Sure doesn’t look like the City of Las Cruces will cut off anyone’s water because of traffic violations.
The general threat to do so had generated a firestorm of "Sound-Off" calls, letters to the editor, and e-mails to everyone on the City Council.
The specific threat, in letters to five property owners, quickly led to payment plans with, or full payment by, four scofflaws with a total of thousands of dollars in unpaid tickets.
(Since Mayor Ken Miyagashima had such difficulty pronouncing it at Monday’s Council Meeting, let’s take a moment on the word "scofflaw." Many words derive from a proper name, such as "I’ll xerox that" or "Hand me a kleenex." More come from Latin or Greek or German or French. Others start as some clever remark, get repeated often enough to become common slang, and eventually make the dictionary.

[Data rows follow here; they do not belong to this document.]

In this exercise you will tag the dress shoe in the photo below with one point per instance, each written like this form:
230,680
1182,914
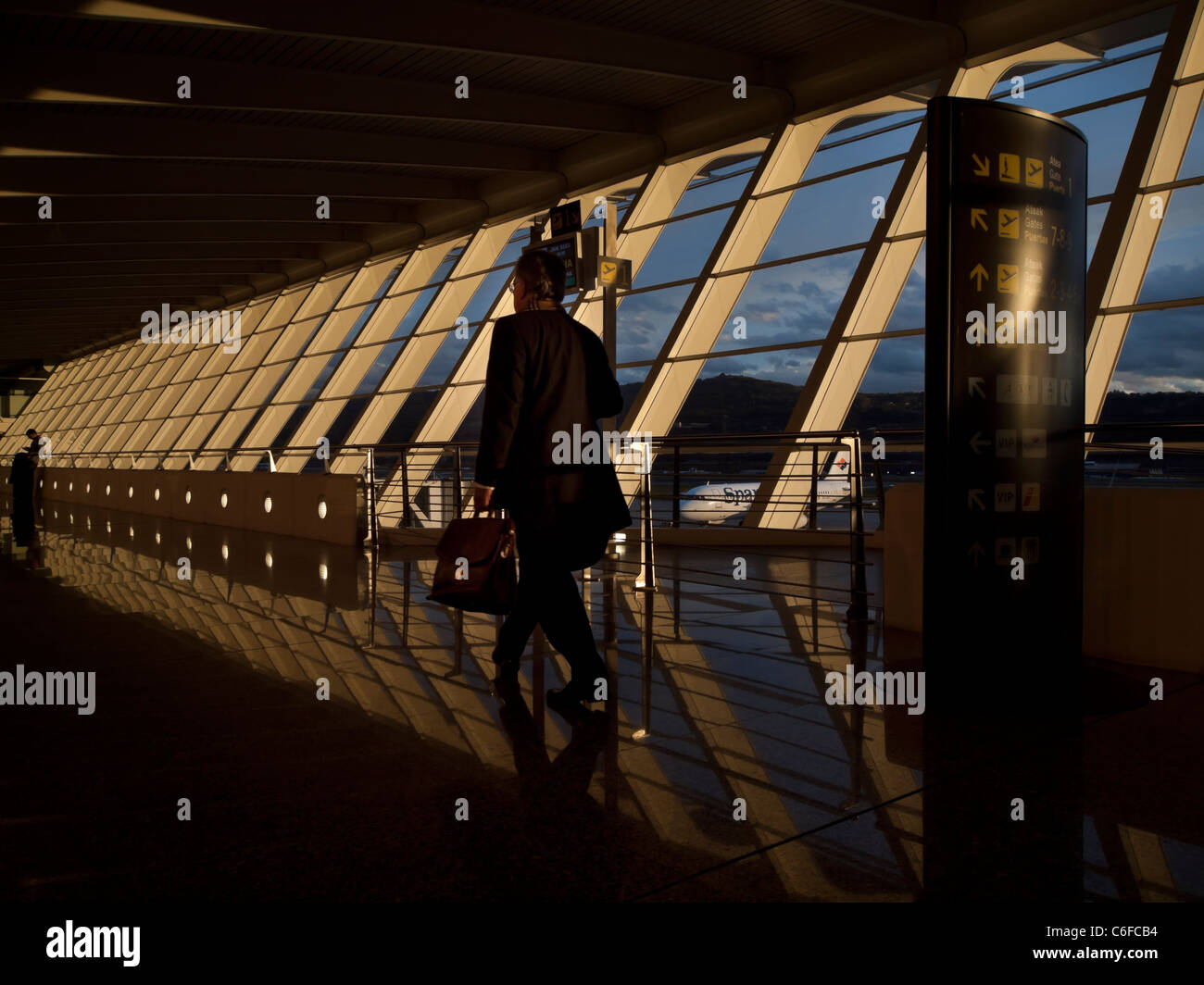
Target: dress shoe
573,692
507,668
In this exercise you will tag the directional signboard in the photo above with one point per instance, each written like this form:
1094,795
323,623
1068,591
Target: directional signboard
1003,416
614,271
578,252
565,218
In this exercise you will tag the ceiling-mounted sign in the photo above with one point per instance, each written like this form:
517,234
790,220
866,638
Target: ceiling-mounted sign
579,255
565,218
614,272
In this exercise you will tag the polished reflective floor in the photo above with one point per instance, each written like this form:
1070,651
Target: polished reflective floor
719,771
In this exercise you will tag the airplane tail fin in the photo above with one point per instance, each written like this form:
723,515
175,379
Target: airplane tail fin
842,463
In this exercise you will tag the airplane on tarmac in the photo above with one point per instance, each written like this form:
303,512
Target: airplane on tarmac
717,503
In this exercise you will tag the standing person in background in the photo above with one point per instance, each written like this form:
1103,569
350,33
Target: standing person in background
548,373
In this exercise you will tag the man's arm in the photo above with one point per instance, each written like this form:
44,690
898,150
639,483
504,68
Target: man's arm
504,403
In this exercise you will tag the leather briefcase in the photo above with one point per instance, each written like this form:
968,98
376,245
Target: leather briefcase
476,568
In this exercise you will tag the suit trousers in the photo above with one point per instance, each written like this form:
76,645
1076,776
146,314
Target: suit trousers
548,596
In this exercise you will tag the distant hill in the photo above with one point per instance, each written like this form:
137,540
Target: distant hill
734,405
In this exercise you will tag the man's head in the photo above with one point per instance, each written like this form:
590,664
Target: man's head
538,276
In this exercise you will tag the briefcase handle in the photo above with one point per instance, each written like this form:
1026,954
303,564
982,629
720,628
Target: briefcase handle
492,511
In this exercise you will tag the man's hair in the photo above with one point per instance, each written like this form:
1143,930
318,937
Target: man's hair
542,273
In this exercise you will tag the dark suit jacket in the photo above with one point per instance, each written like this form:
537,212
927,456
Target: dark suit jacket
546,373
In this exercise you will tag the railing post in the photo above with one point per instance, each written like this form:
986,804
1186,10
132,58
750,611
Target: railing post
646,559
371,496
405,491
859,607
813,505
677,484
456,473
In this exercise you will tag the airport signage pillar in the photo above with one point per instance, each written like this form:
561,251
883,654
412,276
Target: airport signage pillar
1003,492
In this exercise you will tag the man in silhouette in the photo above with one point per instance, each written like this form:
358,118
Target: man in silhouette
548,373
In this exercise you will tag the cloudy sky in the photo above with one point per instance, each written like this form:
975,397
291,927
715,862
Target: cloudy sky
796,303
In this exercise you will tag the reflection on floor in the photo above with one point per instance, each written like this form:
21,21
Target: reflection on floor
721,772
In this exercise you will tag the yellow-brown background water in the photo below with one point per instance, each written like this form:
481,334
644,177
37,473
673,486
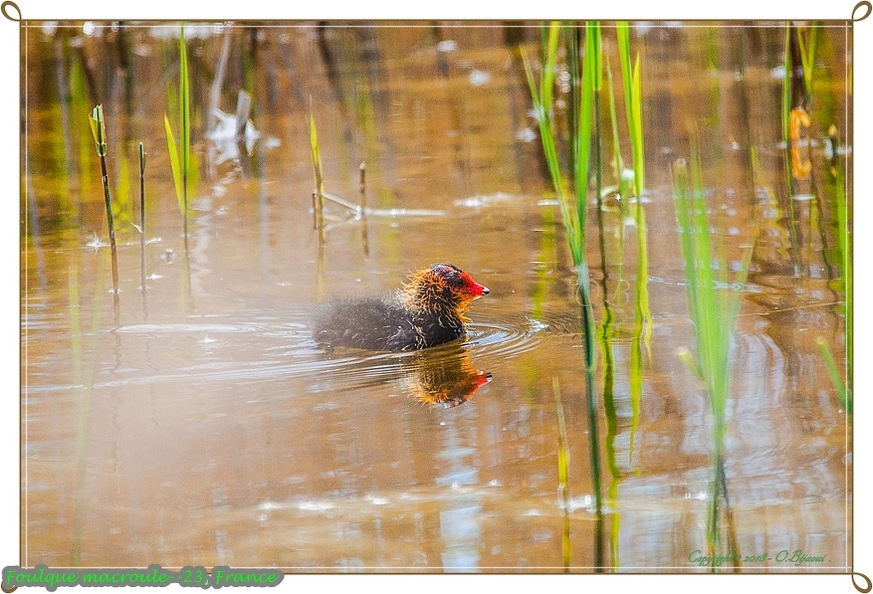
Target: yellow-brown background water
204,426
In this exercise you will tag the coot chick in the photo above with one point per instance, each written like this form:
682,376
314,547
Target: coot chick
428,311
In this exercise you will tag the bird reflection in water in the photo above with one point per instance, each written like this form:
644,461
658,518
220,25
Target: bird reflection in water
442,377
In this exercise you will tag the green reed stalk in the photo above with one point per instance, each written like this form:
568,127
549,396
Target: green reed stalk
714,313
632,83
563,474
807,58
834,373
542,96
142,216
837,184
98,129
631,74
181,160
574,207
318,192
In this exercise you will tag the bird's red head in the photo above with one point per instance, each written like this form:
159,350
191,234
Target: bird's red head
459,282
442,288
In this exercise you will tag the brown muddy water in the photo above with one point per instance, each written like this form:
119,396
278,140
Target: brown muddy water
197,423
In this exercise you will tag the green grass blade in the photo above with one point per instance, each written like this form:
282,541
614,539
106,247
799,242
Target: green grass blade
184,118
834,373
175,165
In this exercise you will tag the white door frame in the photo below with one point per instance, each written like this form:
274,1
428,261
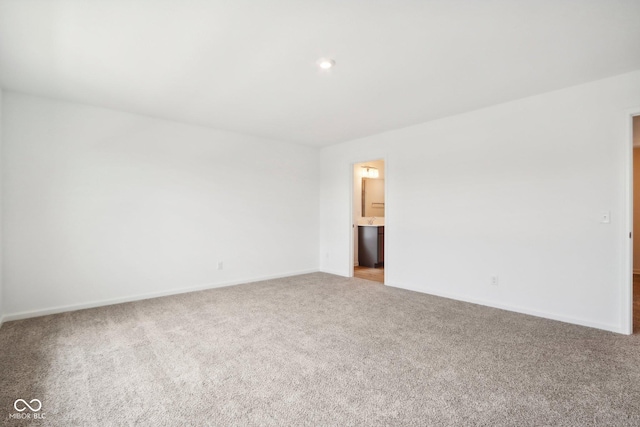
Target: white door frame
626,306
352,226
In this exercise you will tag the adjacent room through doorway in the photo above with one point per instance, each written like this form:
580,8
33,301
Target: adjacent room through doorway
369,220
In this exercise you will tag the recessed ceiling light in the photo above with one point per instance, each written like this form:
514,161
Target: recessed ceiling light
326,63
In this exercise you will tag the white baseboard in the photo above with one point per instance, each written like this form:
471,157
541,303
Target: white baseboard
131,298
517,309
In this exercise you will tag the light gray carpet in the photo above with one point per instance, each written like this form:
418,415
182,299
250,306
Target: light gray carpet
316,349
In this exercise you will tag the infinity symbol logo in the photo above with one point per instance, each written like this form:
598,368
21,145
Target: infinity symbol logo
26,405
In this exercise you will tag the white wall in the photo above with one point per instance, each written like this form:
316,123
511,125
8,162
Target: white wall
1,237
515,190
102,206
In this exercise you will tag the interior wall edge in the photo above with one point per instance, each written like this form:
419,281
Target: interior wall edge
516,309
139,297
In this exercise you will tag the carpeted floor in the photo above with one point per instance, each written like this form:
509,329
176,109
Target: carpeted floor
316,349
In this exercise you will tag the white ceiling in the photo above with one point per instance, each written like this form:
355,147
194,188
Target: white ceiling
249,65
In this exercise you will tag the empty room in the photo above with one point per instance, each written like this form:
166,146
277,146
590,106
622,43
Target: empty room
330,213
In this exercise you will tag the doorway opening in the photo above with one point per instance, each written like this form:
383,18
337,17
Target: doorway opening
635,289
369,220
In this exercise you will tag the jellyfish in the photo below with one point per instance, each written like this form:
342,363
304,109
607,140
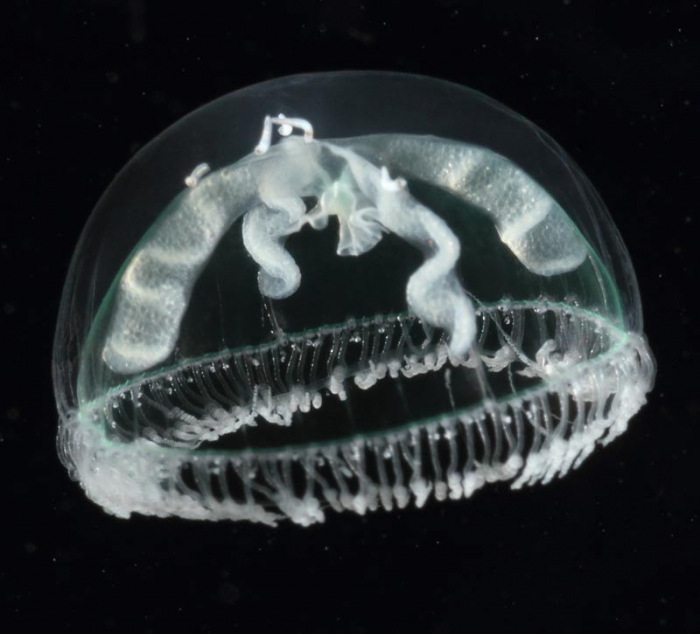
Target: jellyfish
343,291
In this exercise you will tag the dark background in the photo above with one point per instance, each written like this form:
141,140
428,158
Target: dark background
612,547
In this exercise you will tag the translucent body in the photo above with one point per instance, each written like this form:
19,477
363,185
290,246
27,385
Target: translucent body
391,305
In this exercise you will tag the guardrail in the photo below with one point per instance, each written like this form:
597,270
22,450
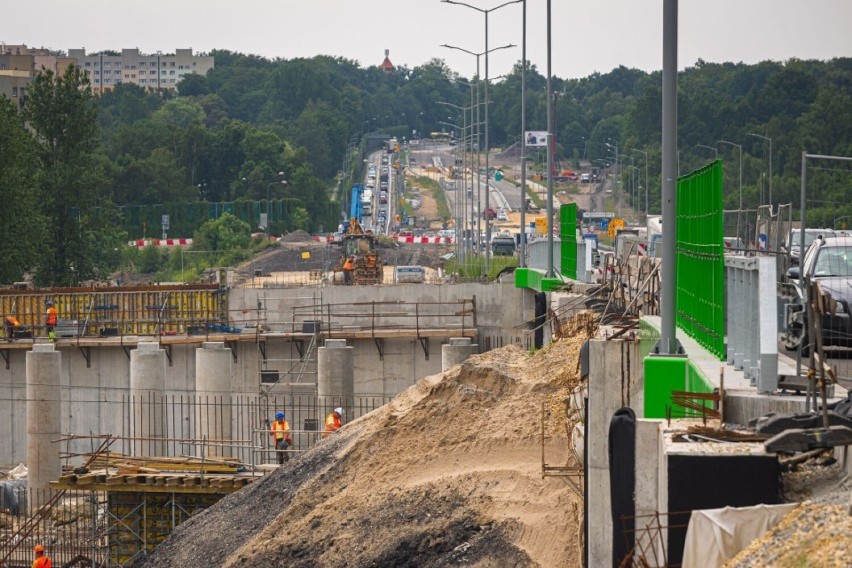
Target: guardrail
752,320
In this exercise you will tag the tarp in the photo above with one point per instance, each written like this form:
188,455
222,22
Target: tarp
715,536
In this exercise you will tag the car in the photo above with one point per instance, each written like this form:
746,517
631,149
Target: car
829,262
794,241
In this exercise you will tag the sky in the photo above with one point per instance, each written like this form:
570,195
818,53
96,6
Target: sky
595,36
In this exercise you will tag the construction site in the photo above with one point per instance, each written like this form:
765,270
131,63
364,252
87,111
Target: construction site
525,421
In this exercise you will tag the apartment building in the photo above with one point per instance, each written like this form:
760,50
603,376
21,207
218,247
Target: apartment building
19,64
150,71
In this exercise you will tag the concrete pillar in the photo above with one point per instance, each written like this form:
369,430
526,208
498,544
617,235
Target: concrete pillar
147,392
336,375
457,352
613,374
213,389
44,420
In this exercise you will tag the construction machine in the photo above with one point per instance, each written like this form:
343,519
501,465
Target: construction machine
360,245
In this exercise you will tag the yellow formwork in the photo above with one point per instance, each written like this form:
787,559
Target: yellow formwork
143,310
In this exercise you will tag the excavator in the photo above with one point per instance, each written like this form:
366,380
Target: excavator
360,245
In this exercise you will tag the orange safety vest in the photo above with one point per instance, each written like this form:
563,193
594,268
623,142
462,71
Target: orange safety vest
332,424
281,431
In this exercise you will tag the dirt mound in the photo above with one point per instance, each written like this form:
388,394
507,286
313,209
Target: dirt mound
449,472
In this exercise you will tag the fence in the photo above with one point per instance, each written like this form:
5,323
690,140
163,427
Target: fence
700,258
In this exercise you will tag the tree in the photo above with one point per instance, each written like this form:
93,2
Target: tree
19,216
63,118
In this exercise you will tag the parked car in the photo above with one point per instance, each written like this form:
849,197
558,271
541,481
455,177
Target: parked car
829,262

Scofflaw was the winning entry in a contest in 1923 in Boston. The contest sought a new word for "a lawless drinker of illegally made or illegally obtained liquor." (Yep, Prohibition was in full force.) Delcevere King, a rich Prohibitionist from nearby Quincy, offered a $200 prize for a word that would "stab the conscience" of the evil alcohol consumers. Two separate contestants submitted "scofflaw," and divided the prize.)
The purported legal basis for the letters was a 1988 ordinance allowing the City to cut off utility service to folks who owed it any money. For the record, the City hasn’t said it’ll send no more threatening letters, but only that it won’t do so before a June 25th work session. But I’ll eat a copy of the ordinance if the City continues this silliness.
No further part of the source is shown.